The Lake (by Dorothy Massingham and Murray MacDonald; produced by Jed Harris). In this sincere, intelligent but somewhat rambling play, there are two powerful scenes. One occurs when Stella Surrege (Katharine Hepburn), who has broken off a sticky love affair with a horsey neighbor (Geoffrey Wardwell) to marry a kindly, understanding War veteran with £15,000 a year, discovers that she loves her new husband John Clayne . (Colin Clive). It is an hour after their wedding, on a rainy September afternoon. Stella and John are standing under a leaky marquee. Laughing together, they get into their car to go away. The car skids into a lake which fussy old Mrs. Surrege (Frances Starr) has had built beyond the garden. John Clayne is fished out of the lake dead.
The other moving scene comes four days later, when Stella, dazed by her grief, starts out of the Surrege's drawing room toward the lake to do what she thinks is the only thing left for her to do. Her wise compassionate aunt (Blanche Bates) stops her at the door. They have a conversation from which Stella derives comfort, if not consolation. As the play ends, Stella is again going through the door toward the lake.*
Before The Lake opened in Manhattan last week, with the most expensive premiere of the season, its audience had been led to expect the season's most exciting play. Producer Jed Harris, active on Broadway again after two years of noisily doing nothing, had assembled a good cast, fine sets by Jo Mielziner. For his lead, he had Katharine Hepburn who had left Broadway two years ago after a modest success in The Warrior's Husband. During that interval, with four cinema roles, she had made herself the most talked-about actress in the U. S. Too young and too shy, in the presence of an audience, to seem as commanding a personality on the stage as on the screen, she gave a talented, clever performance marred only by a trick of keying her voice to a high, flat monotone to indicate emotional intensity.
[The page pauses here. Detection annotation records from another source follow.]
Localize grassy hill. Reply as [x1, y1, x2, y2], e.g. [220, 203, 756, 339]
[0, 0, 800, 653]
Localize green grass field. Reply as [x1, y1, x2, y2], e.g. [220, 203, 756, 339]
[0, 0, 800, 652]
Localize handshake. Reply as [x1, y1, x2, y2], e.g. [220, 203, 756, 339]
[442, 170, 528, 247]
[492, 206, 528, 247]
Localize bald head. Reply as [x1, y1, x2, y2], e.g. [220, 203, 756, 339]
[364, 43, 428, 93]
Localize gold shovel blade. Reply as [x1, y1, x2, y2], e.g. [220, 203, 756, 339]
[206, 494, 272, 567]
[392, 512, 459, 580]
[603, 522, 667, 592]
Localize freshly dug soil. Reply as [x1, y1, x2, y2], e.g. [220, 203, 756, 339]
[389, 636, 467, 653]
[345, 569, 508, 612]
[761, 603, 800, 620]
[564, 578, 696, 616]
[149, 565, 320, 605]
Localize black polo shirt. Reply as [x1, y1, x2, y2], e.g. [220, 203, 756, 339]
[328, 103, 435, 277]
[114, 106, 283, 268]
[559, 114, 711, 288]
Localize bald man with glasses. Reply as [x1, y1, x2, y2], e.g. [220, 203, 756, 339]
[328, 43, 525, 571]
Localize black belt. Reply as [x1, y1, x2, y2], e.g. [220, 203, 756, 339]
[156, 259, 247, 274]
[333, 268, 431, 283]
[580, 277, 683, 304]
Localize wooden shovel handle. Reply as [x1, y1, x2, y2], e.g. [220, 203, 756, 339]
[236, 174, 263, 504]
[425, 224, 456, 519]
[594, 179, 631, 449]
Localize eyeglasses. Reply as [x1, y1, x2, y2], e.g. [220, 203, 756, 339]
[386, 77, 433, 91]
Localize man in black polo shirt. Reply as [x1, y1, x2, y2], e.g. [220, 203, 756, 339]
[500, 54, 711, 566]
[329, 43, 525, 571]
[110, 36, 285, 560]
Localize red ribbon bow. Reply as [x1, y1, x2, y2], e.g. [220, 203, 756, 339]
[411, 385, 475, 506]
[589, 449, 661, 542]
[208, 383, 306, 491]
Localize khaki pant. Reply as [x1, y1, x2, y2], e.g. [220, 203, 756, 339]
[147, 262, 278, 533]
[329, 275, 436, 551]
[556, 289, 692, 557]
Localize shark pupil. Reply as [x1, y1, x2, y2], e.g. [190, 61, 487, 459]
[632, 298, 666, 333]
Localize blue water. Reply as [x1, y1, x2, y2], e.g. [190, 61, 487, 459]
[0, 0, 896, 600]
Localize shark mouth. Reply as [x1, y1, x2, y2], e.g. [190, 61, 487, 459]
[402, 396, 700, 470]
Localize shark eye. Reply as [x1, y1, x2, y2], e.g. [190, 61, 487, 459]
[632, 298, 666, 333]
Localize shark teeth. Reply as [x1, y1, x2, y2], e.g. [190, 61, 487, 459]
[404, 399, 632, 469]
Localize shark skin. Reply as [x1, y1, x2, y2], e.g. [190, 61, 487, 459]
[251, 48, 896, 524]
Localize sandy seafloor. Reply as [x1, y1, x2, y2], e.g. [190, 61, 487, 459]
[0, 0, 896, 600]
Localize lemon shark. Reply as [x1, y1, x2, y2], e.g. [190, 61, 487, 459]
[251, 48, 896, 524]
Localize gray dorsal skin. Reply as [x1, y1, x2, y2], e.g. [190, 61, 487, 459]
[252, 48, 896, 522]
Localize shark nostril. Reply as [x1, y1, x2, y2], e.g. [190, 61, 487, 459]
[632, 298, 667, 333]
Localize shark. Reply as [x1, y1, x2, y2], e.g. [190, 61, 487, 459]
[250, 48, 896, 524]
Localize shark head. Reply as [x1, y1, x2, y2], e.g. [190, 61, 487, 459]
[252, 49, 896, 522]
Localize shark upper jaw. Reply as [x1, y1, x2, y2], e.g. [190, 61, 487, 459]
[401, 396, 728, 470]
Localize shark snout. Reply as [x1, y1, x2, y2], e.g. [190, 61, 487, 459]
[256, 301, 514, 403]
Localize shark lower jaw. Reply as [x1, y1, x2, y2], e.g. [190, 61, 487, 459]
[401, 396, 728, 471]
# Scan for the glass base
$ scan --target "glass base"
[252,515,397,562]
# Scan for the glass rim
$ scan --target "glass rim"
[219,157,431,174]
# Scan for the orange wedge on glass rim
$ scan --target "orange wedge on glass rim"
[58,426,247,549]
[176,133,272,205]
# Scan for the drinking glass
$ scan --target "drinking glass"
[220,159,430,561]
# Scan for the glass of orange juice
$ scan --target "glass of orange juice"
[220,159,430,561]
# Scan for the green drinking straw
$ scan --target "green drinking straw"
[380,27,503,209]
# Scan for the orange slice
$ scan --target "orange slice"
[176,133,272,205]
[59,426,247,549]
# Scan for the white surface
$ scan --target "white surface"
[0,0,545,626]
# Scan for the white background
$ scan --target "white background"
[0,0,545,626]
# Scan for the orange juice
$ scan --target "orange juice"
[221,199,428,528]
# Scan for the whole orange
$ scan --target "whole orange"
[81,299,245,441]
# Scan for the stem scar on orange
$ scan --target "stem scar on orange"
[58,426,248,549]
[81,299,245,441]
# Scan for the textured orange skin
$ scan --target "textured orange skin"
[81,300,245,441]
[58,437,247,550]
Daughter of a well-to-do Hartford physician, Katharine Hepburn was a member of the Class of 1929 at Bryn Mawr, prefaced her one important Broadway performance in The Warrior's Husband with four small parts and several unproductive engagements as understudy. Since becoming a celebrity, she has fiercely fought to distinguish between her private and her professional life. Of her education, she says: "I never went to Bryn Mawrthat was another Katharine Hepburn." Of her husband. Insurance Broker Ludlow Ogden Smith, whom she married Dec. 12, 1928 and with whom she lives in Manhattan at No. 244 East 49th St.,† she says to interviewers: "I am not married and never was." In Hollywood, Katharine Hepburn lives on a chicken farm with her friend Laura Harding, goes to no parties, calls herself an exhibitionist because she likes to wear overalls to work. When she returns to cinema, she will perform first as Queen Elizabeth, later as Joan of Arc.